As explained above, the present invention is capable of calculating the total time of each period of the integer number of rotation pulses when the accounting time of each period of the integer number of rotation pulses becomes larger than a predetermined fixed time. Since the number of revolutions per unit time is calculated from the number of pulses, it is possible to obtain an accurate number of revolutions, which has the effect of displaying the exact number of revolutions or the accurate driving status of the vehicle based on this number of revolutions. There is.
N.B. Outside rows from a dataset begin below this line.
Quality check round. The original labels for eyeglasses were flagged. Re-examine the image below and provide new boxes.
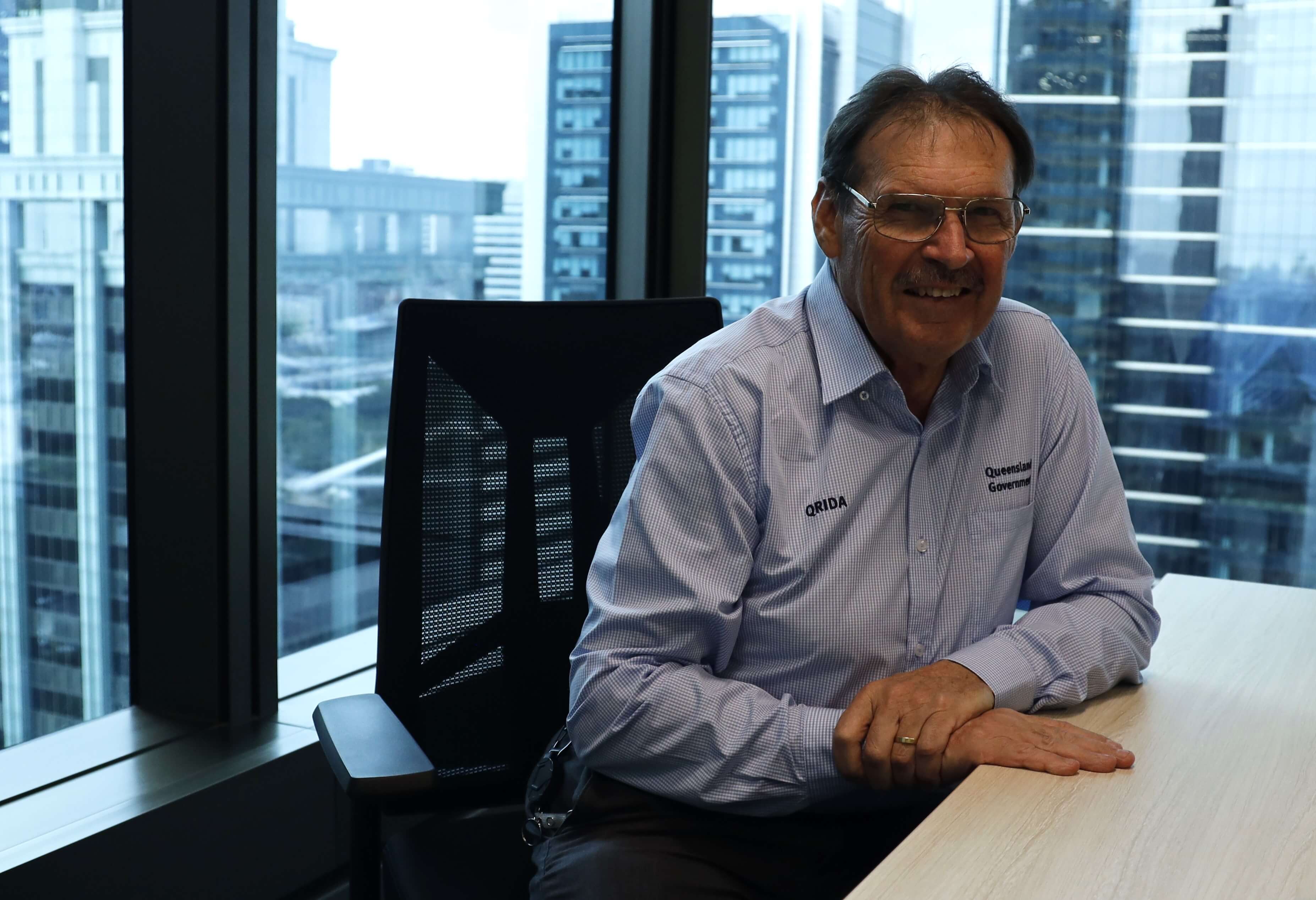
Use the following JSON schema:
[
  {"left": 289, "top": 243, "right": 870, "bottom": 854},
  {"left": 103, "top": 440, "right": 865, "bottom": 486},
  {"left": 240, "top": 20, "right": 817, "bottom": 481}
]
[{"left": 841, "top": 181, "right": 1031, "bottom": 244}]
[Brief explanation of the drawing]

Fig. 1 is a time chart of a rotation pulse train for explaining an embodiment of the present invention, Fig. 2 is a block diagram showing an embodiment of the invention, and Fig. 3 is an interrupt routine showing an embodiment of the invention. This is a flowchart. In the figure, 1 is a rotating pulse train, 3 is a fixed time, 4 is a rotating disk, 5 is a reed switch, 8 is a microcomputer,
11 is a display drive circuit, 11 is a pulse edge detection circuit, 12 is a timer, 13 is a pulse edge detection interrupt routine, 14 is a liquid display element, 22 is a pulse edge time measurement step,
23 is a pulse counting step, 24 is a constant time comparison step, 25 is a rotation speed calculation step, 26 is a vehicle speed calculation step, 21 is a display signal output step, 28 is a reference time update step, and 21B is a pulse counting memory clear step. . Note that the same reference numerals in the figures indicate the same or similar parts. Agent Shin Kuzuno (1 other person)

Claims (1)

[Claims] A rotational pulse train generating means for generating a rotational pulse train consisting of an electric signal in response to the rotational speed of a rotating member of a vehicle, and a pulse edge for detecting either a rising or falling pulse edge of the rotational pulse generated by the rotational pulse train generating means. a detection means, a pulse edge time measuring means for measuring the time of the pulse edge of the rotational pulse, a pulse counting means for counting the number of rotational pulses, a total time of each cycle of the integer number of rotational pulses, and a predetermined constant time. fixed time comparison means for comparing the magnitude of the rotation pulses, rotation number calculation means for calculating the number of rotations per unit time from the accounting time of each cycle of the integer number of rotation pulses and the number of pulses, and the number of rotations per unit time. or display means for displaying information representing the operating state of the vehicle calculated based on the rotation speed, and the fixed time comparing means, the total time of each cycle of an integral number of rotation pulses is greater than the fixed time. The means for updating the display value of the display means only when it is determined that Vehicle display device that uses images.